About the job
About Us
At Abacus Insights, we are revolutionizing the use of data for health plans. Our mission is straightforward: to make healthcare data actionable, enabling those who make care and cost decisions to act swiftly and with confidence.
We assist health plans in dismantling data silos to establish a unified, reliable data foundation. This foundation facilitates enhanced decision-making—allowing plans to improve outcomes, minimize waste, and provide superior experiences for both members and providers.
Supported by $100 million from leading investors, we are addressing significant challenges in an industry primed for transformation. Our platform enables GenAI applications by delivering clean, interconnected, and dependable healthcare data that supports automation, prioritization, and decision-making workflows—and this is why we are at the forefront of the industry.
Innovation begins with our people. We are daring, inquisitive, and collaborative—believing that the best ideas emerge from teamwork. Are you ready to make a difference? Join us as we shape the future together.
About the Role
We are in search of an experienced Data Engineer to become a part of our dynamic and rapidly growing Tech Ops division. With significant anticipated growth, this is a chance to create substantial technological impact. In this role, you will collaborate closely with customers, data vendors, and internal engineering teams to design, implement, and enhance intricate data integration solutions within a modern, large-scale cloud environment.
You will utilize advanced expertise in distributed computing, data architecture, and cloud-native engineering to establish scalable, resilient, and high-performance data ingestion and transformation pipelines. Acting as a trusted technical advisor, you will assist customers in adopting Abacus’s core data management platform and ensure high-quality, compliant data operations throughout the lifecycle.

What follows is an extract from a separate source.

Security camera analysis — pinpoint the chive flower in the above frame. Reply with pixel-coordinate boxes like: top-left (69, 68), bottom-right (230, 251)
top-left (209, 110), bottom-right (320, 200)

Your Day-to-Day Responsibilities
- Architect, design, and implement high-volume batch and real-time data pipelines utilizing PySpark, SparkSQL, Databricks Workflows, and distributed processing frameworks.
- Create end-to-end ingestion frameworks that integrate with Databricks, Snowflake, AWS services (S3, SQS, Lambda), and vendor data APIs, ensuring data quality, lineage, and schema evolution.
- Develop data modeling frameworks, including star and snowflake schemas to support analytics and reporting needs.